Nevadans have been solving water issues since the 1870s

If you think Nevada faces a water crisis today, imagine how residents of booming Virginia City must have felt back in the 1870s when their fickle sources began to run dry.

Although Mark Twain is falsely credited with saying, “Whiskey is for drinking and water is for fighting over,” the fact is that just about any calloused Virginia City local might have uttered the same words during the Comstock era. Once the boom was on, the availability of fresh water was never far from anyone’s thoughts.

Springs around Gold Hill were sufficient for a time. Some settlers dug wells by hand. But it didn’t take long before the region’s easy sources were depleted.

The relentless pursuit of Comstock silver through a series of tunnels had one unintended benefit; some of the holes produced more water than high-grade ore. Tunnel sources quenched the population’s thirst for a time, and the first water lines were set in the township.

Of course, the water wasn’t exactly pristine. It contained many minerals, including a substantial level of arsenic, which was poisonous in high doses but also had its redeeming qualities.

“The ladies rather liked arsenic, as it improved their complexion,” legendary Comstock scribe Dan DeQuille wrote in “The Big Bonanza.” “Made them fair and rosy-cheeked — almost young again, some of them. The miners did not object to arsenic; as, while it did not injure their complexion, it strengthened their lungs — made them strong-winded, and able to scale mountains.”

Alas, there was a downside.

“But there were other minerals held in solution in the water — those that caused diarrhea for instance — that were not so well thought of,” the intrepid DeQuille reported.

Eventually that source, too, was used almost down to the last drop.

“Virginia City and Gold Hill were frequently placed upon a short allowance of water, and it was seen that a great water famine must soon prevail in both towns,” DeQuille reported.

As Virginia City’s prospects expanded, the mining bosses were faced with a real water emergency that Southern Nevada’s modern business titans might relate to.
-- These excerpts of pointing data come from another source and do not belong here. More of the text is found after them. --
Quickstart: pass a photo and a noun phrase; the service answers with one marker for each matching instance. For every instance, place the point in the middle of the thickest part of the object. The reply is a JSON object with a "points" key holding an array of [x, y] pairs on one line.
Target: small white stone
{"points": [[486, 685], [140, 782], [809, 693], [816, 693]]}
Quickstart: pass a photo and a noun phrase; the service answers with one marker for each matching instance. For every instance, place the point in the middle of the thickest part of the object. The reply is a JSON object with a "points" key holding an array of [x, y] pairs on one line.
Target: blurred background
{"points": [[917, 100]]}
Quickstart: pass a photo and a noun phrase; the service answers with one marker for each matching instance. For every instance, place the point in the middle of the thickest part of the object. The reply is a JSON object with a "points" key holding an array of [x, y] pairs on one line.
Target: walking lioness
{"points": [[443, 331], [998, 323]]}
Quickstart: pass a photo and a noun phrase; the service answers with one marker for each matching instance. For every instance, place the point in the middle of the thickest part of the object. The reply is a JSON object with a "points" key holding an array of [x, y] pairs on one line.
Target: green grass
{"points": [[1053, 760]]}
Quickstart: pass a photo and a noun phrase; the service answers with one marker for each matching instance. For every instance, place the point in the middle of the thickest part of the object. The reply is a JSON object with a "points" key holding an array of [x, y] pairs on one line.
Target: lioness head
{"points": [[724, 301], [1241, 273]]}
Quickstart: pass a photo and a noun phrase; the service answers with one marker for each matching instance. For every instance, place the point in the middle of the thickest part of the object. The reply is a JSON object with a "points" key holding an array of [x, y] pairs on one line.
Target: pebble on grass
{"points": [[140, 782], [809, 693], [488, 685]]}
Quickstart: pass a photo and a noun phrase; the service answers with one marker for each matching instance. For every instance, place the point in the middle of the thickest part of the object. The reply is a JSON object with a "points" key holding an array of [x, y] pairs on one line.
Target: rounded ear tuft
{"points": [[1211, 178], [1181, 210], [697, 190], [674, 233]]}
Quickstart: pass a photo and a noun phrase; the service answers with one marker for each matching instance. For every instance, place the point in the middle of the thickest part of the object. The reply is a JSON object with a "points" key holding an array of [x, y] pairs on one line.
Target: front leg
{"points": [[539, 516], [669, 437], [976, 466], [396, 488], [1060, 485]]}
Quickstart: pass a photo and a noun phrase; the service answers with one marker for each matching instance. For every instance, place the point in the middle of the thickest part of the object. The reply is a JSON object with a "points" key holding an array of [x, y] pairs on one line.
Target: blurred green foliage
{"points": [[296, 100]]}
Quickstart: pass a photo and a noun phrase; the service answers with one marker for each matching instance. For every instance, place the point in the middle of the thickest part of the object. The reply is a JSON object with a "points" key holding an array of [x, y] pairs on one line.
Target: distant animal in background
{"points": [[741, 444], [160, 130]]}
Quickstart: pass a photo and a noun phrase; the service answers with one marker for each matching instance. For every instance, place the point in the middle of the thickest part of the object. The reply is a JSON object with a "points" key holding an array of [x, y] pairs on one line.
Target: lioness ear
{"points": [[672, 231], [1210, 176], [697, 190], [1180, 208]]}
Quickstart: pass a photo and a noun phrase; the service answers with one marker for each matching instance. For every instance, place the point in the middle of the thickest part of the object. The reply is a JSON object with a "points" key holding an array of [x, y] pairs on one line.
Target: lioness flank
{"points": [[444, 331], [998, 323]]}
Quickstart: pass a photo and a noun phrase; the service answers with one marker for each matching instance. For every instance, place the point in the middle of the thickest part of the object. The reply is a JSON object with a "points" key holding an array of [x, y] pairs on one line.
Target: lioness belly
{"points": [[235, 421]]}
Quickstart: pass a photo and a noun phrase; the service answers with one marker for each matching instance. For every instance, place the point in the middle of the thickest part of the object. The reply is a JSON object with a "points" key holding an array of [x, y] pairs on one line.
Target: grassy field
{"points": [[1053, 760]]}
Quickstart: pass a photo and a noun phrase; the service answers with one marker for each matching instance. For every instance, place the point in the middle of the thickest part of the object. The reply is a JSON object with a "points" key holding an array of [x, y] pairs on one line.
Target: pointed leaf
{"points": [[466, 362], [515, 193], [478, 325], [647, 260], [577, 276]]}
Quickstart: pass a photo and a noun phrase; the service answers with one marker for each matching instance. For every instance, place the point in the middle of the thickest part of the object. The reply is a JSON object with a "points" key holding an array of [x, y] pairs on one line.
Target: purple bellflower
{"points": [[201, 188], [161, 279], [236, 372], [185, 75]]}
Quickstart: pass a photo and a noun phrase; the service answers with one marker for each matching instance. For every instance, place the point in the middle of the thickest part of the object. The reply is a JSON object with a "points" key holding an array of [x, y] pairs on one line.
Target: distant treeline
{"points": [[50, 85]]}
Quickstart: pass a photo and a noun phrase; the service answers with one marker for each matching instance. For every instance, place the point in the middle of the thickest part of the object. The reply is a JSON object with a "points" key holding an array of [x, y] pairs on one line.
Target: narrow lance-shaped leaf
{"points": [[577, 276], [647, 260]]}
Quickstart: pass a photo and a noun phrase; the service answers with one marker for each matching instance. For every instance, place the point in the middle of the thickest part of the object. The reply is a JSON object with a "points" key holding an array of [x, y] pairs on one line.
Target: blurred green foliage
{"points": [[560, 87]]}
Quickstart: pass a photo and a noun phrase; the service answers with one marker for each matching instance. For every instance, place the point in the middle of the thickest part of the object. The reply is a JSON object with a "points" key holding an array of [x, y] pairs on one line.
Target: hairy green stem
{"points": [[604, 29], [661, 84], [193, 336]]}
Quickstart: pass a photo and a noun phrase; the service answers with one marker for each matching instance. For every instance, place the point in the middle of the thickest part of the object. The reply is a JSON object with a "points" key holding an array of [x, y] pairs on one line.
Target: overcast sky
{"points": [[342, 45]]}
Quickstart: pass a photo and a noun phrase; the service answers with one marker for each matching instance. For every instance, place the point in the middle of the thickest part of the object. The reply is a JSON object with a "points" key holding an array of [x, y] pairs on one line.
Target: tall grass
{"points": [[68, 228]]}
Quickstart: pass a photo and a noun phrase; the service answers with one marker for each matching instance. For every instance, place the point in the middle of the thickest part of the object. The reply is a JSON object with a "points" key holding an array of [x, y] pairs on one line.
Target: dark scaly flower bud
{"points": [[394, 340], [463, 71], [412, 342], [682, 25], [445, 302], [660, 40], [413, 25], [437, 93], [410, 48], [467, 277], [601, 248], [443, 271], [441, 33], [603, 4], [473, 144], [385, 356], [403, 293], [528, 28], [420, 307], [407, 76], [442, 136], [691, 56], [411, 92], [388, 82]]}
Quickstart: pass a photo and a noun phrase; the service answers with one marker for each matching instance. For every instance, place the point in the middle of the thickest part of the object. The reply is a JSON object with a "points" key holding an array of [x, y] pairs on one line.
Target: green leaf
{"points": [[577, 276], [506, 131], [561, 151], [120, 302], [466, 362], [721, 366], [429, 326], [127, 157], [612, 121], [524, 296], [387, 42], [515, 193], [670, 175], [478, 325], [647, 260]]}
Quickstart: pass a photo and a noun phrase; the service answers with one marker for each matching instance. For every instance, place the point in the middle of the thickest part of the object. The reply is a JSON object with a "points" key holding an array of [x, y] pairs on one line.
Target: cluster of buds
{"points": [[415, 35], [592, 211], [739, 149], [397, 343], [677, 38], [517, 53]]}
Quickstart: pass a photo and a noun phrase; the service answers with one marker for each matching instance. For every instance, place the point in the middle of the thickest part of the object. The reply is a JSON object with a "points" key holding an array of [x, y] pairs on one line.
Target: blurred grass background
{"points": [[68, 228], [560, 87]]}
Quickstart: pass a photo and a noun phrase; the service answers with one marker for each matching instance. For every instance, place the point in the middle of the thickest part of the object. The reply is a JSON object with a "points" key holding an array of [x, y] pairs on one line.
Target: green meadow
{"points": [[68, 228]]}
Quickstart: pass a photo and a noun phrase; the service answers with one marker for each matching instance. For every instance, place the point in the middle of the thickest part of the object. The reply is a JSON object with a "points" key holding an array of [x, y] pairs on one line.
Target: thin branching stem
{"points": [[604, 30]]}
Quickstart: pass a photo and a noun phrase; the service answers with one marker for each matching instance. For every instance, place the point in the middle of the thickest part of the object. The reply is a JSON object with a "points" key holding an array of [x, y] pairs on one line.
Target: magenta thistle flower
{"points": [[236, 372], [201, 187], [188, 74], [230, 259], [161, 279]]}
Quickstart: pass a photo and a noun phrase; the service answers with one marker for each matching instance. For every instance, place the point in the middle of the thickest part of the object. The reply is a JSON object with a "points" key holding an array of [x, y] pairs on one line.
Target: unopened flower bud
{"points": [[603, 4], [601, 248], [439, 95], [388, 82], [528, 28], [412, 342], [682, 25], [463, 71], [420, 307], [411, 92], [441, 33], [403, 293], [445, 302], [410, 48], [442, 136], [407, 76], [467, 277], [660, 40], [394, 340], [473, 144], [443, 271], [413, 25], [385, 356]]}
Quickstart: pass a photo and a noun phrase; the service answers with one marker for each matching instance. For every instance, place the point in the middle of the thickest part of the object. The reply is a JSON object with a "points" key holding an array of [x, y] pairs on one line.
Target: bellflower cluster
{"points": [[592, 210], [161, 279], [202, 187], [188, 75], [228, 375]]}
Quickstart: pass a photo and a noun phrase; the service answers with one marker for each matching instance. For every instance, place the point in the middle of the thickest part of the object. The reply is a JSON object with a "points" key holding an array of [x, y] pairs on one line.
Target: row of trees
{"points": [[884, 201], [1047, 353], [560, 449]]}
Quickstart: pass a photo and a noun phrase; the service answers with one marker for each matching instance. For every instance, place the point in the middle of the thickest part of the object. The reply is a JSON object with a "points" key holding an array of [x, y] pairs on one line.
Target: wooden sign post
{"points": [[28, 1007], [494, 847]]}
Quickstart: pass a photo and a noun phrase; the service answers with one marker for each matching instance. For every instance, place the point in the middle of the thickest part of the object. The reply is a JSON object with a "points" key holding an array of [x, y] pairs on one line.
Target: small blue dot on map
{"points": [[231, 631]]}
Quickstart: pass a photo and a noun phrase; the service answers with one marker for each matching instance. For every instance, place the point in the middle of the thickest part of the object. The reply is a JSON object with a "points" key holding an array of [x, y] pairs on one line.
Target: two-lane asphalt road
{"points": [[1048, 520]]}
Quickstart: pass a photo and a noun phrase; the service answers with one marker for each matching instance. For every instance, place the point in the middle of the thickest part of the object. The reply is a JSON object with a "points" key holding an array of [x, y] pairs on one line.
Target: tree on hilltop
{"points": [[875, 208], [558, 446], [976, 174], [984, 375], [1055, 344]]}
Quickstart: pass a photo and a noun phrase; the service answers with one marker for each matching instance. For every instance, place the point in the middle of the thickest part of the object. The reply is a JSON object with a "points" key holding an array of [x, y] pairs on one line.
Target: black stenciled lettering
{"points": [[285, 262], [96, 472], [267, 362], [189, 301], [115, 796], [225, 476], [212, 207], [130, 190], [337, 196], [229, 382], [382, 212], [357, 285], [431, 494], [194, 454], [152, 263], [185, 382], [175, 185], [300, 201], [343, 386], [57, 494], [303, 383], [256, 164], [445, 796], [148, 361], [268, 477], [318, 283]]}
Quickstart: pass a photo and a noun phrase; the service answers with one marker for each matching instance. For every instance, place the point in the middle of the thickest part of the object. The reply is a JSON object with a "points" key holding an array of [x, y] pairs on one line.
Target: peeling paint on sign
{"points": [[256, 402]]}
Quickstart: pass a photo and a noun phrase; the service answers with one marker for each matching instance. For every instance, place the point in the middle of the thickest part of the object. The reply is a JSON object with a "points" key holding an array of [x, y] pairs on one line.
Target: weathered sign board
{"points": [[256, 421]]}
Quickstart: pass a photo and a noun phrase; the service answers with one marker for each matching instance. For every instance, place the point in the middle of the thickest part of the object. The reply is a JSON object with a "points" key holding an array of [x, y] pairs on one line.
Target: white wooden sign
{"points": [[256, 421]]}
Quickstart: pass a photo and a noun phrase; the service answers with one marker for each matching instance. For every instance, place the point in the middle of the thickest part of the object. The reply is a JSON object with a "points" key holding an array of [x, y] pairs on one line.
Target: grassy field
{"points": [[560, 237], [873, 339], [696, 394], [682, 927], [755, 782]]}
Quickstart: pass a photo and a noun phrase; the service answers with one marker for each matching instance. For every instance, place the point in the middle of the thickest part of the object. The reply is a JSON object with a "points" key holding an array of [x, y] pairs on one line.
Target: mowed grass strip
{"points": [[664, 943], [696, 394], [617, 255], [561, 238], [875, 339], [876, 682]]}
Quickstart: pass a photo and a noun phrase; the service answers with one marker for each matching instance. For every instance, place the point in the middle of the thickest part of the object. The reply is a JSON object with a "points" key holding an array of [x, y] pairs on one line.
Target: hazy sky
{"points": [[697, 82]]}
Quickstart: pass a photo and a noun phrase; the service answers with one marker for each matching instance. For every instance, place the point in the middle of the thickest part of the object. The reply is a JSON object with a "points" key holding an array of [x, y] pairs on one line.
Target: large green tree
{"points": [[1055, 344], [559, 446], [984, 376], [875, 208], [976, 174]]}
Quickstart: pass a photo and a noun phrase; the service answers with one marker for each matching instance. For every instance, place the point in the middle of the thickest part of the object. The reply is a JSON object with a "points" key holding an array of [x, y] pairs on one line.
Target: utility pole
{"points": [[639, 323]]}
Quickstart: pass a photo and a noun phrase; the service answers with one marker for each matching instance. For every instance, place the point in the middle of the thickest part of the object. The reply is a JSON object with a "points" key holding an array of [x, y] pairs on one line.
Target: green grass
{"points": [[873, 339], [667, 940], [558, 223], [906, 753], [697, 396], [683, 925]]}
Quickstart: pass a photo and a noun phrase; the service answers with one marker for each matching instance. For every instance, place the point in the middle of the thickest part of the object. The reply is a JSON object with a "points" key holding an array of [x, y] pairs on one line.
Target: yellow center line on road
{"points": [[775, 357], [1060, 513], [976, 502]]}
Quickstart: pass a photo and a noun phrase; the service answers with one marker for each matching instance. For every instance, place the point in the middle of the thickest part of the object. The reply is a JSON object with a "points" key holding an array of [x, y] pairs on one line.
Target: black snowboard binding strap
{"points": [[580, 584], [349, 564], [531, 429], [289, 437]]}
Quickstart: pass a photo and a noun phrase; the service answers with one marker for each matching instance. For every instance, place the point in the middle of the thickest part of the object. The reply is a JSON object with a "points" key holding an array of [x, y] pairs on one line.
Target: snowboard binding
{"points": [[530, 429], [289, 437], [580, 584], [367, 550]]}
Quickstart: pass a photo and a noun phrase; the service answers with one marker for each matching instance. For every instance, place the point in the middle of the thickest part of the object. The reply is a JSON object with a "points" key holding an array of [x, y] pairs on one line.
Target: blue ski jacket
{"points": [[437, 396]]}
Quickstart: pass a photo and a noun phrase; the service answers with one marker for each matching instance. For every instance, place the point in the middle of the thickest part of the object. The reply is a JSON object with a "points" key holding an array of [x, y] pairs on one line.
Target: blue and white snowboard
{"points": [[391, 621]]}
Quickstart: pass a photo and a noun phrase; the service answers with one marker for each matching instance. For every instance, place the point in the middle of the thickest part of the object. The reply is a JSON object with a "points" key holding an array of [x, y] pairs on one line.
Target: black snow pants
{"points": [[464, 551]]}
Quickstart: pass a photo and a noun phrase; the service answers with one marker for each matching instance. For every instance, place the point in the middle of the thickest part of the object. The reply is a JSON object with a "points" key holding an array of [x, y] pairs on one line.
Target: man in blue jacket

As not even Virginia City’s stoutest souls could drink whiskey all the time, something had to be done quickly.

The mining crowd looked to the high peaks and decided to survey the best place to construct a dam meant to hold the spring snow melt. Trouble was, the water had to cross the Washoe Valley and climb over the hill to reach Virginia City.

Experienced water engineer Hermann Schussler was wisely chosen to design a working system. It was a work of mechanical genius. Schussler designed an inverted syphon system that did the work of a pump to draw the water over the hill more than 1,700 feet through an iron pipeline especially forged to withstand high pressure. The project required more than 700 tons of iron and 1,524 lead-sealed joints, and the system overall was more than seven miles long. After all the leaks were patched, worked remarkably well.

Water finally flowed on Aug. 1, 1873, to Gold Hill and Virginia City.

“When the water reached Virginia there was great rejoicing,” DeQuille recalled. “Cannon were fired, hands of music paraded the streets, and rockets were sent up all over the city. Many persons went out and filled bottles with this first water from the Sierras, and a bottle of it is still preserved in the cabinet of the Pacific Coast Pioneers.”

Although Schussler’s name isn’t well remembered, Nevada historian Ronald James reminds us in his report that he was also the senior engineer on the Sutro Tunnel project and brought water to the thirsty citizens of Tuscarora and Pioche.

Times and technologies have changed dramatically through the years, and water is still for fighting over in Nevada, but bold ideas and sound engineering never go out of style.